Built in the late 1840s, Ballycotton Lighthouse sits atop the unspoilt Ballycotton Island, across the bay from the foodie haven of East Cork.
A black lighthouse (one of only two in Ireland) it is only accessible by boat. This makes a trip to Ballycotton Lighthouse something very special.
Look forward to an exhilarating journey from the harbour to the island. Walk the original light-keepers path to the island’s summit. You may meet some of the resident goats. See the unspoilt flora and fauna. And, of course, explore the lighthouse and enjoy stunning views from the bright red lantern balcony.
Trips are arranged by Ballycotton Island Lighthouse Tours. All their guides are local and will tell you the factual history of the lighthouse and picturesque Ballycotton as well as sharing some of the more fanciful local myths and legends. Ballycotten Lighthouse is proudly part of Ireland’s Ancient East.
A quick history
In 1847 the paddle steamship Sirius, the first vessel to cross the Atlantic ocean completely under steam, was shipwrecked here in dense fog. Ballycotton Island Lighthouse was built as a result.
The lighthouse was first lit in 1851.
Families of the lightkeepers lived on the island until 1896. The children would row across to Ballycotton for school during the week.
The main light was converted to electric operation on 15 January 1975.
The lighthouse was automated in 1992.
Did you know?
Until recently, power for the lighthouse on Ballycotton was provided by an underwater cable which linked the Island with Ballycotton Pier.

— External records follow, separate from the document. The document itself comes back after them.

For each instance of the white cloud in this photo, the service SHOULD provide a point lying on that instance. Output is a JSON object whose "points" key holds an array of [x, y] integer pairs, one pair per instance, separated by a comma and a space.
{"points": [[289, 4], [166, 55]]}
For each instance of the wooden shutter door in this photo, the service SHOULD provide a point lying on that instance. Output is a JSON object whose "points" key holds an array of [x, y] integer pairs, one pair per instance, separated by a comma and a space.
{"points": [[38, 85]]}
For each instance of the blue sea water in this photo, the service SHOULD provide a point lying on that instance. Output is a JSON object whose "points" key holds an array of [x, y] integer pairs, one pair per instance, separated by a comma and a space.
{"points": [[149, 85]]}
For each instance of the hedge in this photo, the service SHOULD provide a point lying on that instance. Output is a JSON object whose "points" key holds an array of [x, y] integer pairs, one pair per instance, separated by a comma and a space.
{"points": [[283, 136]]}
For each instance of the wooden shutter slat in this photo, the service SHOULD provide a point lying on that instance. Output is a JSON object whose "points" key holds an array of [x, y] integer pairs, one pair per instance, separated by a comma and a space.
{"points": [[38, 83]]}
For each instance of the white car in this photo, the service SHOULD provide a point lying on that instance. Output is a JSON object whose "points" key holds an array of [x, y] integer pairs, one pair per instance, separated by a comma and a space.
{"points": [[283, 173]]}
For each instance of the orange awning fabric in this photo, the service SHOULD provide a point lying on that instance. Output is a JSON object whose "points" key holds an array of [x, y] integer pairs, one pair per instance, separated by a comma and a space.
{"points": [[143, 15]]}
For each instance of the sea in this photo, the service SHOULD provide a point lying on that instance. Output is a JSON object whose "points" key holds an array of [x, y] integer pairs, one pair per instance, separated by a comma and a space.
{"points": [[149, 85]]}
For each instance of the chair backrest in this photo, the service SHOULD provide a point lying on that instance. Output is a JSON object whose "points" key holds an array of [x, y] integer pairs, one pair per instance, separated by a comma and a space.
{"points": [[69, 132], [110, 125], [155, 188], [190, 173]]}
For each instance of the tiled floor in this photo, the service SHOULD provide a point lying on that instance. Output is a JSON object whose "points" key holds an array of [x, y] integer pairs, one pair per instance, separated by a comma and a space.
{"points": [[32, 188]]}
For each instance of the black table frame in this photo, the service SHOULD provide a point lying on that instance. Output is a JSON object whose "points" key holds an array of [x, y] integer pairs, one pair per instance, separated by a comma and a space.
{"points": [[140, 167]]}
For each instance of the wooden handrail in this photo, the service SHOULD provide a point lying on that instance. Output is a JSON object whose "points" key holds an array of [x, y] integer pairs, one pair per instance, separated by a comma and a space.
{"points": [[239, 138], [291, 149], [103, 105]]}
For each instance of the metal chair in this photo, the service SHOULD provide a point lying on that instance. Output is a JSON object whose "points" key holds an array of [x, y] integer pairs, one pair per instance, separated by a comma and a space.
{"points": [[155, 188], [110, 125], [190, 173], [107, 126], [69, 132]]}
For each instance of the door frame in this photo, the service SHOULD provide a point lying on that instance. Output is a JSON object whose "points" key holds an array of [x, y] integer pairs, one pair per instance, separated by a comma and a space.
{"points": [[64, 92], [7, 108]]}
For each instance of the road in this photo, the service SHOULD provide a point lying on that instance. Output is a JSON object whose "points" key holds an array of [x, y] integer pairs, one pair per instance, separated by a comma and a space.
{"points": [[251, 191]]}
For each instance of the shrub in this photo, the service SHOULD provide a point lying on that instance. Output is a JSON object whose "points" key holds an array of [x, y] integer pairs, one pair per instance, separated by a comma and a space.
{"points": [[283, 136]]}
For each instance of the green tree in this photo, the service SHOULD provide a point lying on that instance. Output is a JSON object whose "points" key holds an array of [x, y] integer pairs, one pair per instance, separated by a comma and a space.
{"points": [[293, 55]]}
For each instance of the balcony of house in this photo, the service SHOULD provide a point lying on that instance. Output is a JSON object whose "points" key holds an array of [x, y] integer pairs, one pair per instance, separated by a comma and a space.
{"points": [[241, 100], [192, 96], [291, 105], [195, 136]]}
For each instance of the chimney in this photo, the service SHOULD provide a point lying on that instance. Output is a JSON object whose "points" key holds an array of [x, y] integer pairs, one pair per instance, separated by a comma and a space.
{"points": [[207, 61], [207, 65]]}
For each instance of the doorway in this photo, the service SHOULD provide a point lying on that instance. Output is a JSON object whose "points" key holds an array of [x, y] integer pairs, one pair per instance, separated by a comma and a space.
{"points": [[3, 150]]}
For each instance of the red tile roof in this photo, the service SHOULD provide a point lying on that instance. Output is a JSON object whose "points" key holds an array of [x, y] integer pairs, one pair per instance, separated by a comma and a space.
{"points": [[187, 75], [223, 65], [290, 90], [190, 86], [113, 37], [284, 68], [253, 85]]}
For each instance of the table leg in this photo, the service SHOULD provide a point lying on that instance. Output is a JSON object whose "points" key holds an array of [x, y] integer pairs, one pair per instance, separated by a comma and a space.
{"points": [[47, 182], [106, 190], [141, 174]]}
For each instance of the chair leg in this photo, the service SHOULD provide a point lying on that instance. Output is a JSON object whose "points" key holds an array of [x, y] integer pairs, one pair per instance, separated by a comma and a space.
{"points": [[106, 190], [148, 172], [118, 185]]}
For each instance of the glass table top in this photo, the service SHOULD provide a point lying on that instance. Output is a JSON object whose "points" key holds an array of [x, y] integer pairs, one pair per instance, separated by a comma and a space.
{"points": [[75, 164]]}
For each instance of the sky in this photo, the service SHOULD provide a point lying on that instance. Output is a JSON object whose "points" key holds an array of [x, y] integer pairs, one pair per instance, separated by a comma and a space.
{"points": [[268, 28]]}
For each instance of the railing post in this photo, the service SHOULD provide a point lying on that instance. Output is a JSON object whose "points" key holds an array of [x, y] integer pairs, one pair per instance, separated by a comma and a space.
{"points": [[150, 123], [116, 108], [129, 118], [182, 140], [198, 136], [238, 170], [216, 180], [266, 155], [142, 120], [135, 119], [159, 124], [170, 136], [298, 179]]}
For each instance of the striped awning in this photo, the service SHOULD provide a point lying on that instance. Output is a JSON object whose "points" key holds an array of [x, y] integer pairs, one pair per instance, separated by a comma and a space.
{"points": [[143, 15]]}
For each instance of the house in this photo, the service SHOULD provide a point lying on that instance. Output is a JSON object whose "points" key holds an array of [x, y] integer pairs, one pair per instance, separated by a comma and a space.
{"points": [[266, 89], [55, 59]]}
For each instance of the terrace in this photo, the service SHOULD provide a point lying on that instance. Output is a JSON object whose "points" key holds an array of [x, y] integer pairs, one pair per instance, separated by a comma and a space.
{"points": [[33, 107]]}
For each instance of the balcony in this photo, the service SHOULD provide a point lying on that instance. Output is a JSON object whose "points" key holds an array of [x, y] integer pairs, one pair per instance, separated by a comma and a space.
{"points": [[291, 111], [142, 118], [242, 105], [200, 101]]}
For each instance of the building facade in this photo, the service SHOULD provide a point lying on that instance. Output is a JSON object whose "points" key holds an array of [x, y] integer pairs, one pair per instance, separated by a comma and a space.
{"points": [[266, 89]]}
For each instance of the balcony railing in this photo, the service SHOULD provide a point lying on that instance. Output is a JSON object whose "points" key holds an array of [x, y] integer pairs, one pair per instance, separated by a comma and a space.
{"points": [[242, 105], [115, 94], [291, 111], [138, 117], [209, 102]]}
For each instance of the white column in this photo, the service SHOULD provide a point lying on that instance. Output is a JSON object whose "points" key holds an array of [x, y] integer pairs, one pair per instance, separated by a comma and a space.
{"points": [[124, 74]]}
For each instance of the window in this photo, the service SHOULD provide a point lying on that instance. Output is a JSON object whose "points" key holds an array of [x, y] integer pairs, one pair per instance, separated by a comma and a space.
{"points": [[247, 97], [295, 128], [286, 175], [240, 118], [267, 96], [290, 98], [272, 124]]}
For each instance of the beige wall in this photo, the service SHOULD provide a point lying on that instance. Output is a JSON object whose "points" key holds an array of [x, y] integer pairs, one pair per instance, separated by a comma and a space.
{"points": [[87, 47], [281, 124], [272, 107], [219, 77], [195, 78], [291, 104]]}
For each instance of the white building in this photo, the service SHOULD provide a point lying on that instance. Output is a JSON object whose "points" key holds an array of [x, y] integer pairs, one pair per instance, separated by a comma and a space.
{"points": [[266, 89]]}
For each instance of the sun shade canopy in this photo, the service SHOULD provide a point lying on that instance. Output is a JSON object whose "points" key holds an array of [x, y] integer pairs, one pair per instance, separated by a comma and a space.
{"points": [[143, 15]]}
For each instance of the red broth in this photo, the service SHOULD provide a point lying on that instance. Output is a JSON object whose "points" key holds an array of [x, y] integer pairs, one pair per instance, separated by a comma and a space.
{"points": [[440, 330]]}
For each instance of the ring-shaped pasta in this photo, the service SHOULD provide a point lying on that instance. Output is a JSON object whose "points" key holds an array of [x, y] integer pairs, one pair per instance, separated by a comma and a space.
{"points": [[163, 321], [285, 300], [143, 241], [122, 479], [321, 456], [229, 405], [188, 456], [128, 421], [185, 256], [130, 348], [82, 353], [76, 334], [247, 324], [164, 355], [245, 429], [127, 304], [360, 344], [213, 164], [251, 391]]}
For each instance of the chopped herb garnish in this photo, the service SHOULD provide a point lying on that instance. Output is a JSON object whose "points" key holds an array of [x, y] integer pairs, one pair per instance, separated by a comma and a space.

Ballycotton is a good place to spot wildlife. If you’re lucky you might spot peregrine falcons near the rocky inlets at dawn and dusk. Seals and dolphins are regular visitors to the harbour and whales can be seen from the cliffs in December and January. The nearby beach at Ballynamona is on a wildlife sanctuary, with herons, oystercatchers and sandhoppers regularly seen.
It is one of 70 lighthouses operated by the Commissioners of Irish Lights around the coast of Ireland and continues to provide a vital role in maritime safety today.